Dingo the Dissident

THE BLOG OF DISQUIET : Qweir Notions, an uncommonplace-book from the Armpit of Diogenes, binge-thinker jottings since 2008 .

Wednesday 2 September 2015

My linguistic curiosity

led me (who thought I was a wuss)
to wonder about the difference
between a dweeb and a dork.
I find that the latter Americanism
describes someone like me:
'who has odd interests, and is often silly at times'.
Also 'someone who can be themselves 
and not care what anyone thinks'.
A dweeb, on the other hand, is
'an unattractive, insignificant person
who is boring, nerdish and socially inept'. 
This I surely cannot be yclept.

1 comment:

Marcus Billson said...

Careful, my friend. These words are used primarily by American Anglo--as in white of whatever European origin--high schoolers, not by other ethnicities, Latinos, Asians, or African Americans to target "out of it" white males.

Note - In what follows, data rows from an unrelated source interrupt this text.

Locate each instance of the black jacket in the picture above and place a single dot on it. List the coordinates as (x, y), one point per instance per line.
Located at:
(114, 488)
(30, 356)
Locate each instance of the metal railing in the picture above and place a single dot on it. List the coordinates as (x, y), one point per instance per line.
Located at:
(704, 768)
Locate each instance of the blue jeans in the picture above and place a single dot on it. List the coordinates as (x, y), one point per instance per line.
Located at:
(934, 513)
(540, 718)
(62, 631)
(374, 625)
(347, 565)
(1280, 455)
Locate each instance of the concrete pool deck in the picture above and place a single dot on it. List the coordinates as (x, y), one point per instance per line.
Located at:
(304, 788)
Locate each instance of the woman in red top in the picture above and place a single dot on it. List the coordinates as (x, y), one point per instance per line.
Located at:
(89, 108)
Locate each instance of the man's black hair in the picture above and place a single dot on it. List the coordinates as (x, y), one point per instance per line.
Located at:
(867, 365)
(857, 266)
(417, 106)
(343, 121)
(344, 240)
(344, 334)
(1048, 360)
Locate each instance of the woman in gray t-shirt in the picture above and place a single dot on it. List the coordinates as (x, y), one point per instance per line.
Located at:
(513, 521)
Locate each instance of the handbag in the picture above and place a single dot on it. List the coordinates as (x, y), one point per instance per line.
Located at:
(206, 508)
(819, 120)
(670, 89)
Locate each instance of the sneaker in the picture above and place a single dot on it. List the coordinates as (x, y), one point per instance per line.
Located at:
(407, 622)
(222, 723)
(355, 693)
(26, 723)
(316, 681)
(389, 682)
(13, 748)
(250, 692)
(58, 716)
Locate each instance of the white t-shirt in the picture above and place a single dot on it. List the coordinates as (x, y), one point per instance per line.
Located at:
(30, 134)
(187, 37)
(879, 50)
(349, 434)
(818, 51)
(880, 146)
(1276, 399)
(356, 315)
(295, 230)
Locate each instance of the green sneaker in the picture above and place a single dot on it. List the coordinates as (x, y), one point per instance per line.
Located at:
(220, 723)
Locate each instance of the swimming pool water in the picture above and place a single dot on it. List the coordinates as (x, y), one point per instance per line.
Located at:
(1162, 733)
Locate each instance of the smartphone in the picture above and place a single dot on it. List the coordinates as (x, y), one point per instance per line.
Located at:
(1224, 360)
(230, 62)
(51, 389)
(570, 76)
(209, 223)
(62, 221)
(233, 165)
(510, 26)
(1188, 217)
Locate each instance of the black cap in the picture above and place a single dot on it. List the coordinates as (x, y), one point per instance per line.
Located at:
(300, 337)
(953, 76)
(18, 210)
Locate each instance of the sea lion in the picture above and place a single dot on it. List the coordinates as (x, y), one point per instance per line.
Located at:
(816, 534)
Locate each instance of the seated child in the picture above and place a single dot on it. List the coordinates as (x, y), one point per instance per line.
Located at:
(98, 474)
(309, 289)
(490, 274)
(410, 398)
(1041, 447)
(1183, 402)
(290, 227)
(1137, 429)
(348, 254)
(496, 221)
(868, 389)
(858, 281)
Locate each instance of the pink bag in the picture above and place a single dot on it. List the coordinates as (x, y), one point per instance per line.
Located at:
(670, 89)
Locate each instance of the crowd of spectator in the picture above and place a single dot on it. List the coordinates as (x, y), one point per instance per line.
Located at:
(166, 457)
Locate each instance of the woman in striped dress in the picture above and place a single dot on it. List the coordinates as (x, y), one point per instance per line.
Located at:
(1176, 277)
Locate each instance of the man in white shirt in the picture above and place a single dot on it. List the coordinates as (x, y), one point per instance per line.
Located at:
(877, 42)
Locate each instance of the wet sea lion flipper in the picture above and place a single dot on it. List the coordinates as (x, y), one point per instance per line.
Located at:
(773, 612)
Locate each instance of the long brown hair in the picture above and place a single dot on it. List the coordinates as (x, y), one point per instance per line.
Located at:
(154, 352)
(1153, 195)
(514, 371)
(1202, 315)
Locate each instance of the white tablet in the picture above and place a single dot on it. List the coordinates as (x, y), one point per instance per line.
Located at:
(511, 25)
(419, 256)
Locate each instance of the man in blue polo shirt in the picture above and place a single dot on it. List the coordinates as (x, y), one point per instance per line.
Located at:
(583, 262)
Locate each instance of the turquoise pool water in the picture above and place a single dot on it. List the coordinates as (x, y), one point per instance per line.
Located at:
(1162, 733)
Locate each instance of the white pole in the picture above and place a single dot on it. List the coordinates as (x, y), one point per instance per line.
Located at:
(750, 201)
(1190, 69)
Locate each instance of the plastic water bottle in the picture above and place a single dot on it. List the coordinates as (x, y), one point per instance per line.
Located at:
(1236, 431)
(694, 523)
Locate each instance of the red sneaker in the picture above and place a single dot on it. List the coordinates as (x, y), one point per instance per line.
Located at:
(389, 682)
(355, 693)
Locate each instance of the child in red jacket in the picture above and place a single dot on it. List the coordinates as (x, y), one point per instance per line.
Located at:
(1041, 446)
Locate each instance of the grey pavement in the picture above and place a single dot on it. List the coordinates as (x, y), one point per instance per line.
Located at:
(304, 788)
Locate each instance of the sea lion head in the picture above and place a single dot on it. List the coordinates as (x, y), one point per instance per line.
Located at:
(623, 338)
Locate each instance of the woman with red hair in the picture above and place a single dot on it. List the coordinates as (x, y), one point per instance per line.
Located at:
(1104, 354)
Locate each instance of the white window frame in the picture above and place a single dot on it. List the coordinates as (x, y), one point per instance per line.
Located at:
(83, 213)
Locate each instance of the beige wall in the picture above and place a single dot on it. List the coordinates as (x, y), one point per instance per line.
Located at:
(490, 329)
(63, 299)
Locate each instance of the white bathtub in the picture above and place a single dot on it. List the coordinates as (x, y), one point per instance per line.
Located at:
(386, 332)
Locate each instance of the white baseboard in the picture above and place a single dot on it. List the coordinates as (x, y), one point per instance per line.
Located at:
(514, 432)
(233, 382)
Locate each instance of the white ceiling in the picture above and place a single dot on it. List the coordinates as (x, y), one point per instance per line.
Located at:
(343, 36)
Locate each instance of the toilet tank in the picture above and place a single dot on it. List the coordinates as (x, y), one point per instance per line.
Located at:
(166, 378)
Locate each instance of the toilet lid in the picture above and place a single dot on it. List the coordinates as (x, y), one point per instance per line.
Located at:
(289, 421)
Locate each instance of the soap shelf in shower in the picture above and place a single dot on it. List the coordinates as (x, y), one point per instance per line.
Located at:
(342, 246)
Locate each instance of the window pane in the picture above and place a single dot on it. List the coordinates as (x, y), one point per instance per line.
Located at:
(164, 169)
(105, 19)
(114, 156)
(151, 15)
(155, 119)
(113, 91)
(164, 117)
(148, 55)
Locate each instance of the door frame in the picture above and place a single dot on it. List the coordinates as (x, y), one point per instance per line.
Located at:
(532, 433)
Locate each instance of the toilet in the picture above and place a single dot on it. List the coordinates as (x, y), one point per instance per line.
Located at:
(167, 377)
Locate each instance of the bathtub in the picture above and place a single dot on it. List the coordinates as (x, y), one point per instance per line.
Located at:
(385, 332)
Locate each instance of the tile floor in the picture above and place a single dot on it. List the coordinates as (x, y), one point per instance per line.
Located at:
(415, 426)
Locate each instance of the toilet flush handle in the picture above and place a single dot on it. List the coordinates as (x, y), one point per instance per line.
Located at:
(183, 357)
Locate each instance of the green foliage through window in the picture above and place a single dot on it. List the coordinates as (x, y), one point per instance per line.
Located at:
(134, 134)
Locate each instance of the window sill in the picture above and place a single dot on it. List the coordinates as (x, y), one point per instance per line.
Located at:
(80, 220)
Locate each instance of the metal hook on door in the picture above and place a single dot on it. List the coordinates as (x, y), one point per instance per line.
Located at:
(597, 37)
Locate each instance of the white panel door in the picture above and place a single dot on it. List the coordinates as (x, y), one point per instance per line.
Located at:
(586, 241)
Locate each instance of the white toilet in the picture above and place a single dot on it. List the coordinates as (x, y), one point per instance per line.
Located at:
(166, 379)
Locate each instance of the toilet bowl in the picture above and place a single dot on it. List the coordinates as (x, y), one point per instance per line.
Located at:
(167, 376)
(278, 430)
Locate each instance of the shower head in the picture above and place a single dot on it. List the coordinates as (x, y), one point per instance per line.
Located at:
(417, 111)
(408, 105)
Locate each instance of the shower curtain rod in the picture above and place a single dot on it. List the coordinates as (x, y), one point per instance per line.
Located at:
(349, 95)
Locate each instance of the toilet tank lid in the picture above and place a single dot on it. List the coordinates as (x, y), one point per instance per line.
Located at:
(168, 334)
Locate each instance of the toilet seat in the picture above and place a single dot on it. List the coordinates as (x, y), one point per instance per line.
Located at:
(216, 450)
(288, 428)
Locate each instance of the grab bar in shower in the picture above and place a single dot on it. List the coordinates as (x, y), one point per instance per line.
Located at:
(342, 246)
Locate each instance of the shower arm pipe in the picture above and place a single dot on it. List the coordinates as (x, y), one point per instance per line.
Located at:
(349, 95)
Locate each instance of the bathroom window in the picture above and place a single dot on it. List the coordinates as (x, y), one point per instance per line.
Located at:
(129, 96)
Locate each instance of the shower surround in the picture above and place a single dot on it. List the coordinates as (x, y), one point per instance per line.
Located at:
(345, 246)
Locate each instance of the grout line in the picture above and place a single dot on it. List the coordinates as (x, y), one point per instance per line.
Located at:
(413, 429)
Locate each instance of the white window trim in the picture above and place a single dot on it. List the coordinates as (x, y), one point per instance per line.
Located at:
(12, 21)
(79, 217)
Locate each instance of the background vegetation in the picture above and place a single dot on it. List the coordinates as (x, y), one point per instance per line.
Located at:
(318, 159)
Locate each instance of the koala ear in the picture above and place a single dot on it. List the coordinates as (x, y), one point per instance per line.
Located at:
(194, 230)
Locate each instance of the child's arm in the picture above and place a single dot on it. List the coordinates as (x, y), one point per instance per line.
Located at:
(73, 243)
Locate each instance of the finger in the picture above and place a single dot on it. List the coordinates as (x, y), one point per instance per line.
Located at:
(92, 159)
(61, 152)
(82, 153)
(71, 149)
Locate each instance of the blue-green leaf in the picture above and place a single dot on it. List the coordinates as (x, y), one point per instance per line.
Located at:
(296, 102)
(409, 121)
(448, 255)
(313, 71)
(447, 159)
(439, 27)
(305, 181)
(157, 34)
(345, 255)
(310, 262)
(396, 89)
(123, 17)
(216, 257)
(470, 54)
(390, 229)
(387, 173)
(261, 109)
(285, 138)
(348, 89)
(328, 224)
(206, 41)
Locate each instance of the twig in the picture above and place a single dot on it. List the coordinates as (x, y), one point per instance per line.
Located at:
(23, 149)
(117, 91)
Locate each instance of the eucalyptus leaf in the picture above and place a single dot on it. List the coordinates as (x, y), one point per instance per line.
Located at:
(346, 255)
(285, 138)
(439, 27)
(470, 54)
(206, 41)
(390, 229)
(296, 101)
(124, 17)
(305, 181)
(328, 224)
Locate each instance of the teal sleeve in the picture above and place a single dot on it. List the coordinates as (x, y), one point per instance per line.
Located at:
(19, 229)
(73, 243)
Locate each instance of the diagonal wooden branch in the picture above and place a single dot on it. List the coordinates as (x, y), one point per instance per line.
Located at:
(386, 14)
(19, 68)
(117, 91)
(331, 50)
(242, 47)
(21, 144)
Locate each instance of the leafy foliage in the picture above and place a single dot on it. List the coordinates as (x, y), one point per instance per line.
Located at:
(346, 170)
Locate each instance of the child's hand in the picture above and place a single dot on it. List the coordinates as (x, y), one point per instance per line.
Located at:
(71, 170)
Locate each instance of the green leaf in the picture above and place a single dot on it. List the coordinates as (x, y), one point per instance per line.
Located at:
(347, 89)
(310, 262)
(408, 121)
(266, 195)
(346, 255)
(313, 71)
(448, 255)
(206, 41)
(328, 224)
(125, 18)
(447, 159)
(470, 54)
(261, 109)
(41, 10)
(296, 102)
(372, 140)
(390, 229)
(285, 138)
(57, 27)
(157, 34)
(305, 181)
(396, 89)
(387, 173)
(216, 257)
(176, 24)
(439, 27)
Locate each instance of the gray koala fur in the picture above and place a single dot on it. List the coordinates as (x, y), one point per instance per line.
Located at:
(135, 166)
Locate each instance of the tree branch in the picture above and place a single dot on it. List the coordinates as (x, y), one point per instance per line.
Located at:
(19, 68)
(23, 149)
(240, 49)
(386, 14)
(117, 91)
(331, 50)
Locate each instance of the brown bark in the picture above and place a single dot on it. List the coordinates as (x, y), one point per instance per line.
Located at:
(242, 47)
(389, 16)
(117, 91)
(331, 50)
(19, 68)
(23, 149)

Dweeb is usually subsumed in dork, even though as you suggest they are different--remember Americans go for the simple--both are geeky outsiders--that being the main point of the designation, awkward, impossible to associate with, as in incriminating with some loathsome disease; dork and dweeb are never a wuss, who is anyone, even a star athlete with a ripped body, who doesn't step up to the plate and openly displays hesitation from anxiety or fear. These words are grounded in an American high school culture, ridiculed, exploited, never seriously treated by Hollywood as it really is--pernicious and life-destroying--mercifully for all Europeans beyond their experience, and mercifully at my age and with my prior high school experience beyond mine.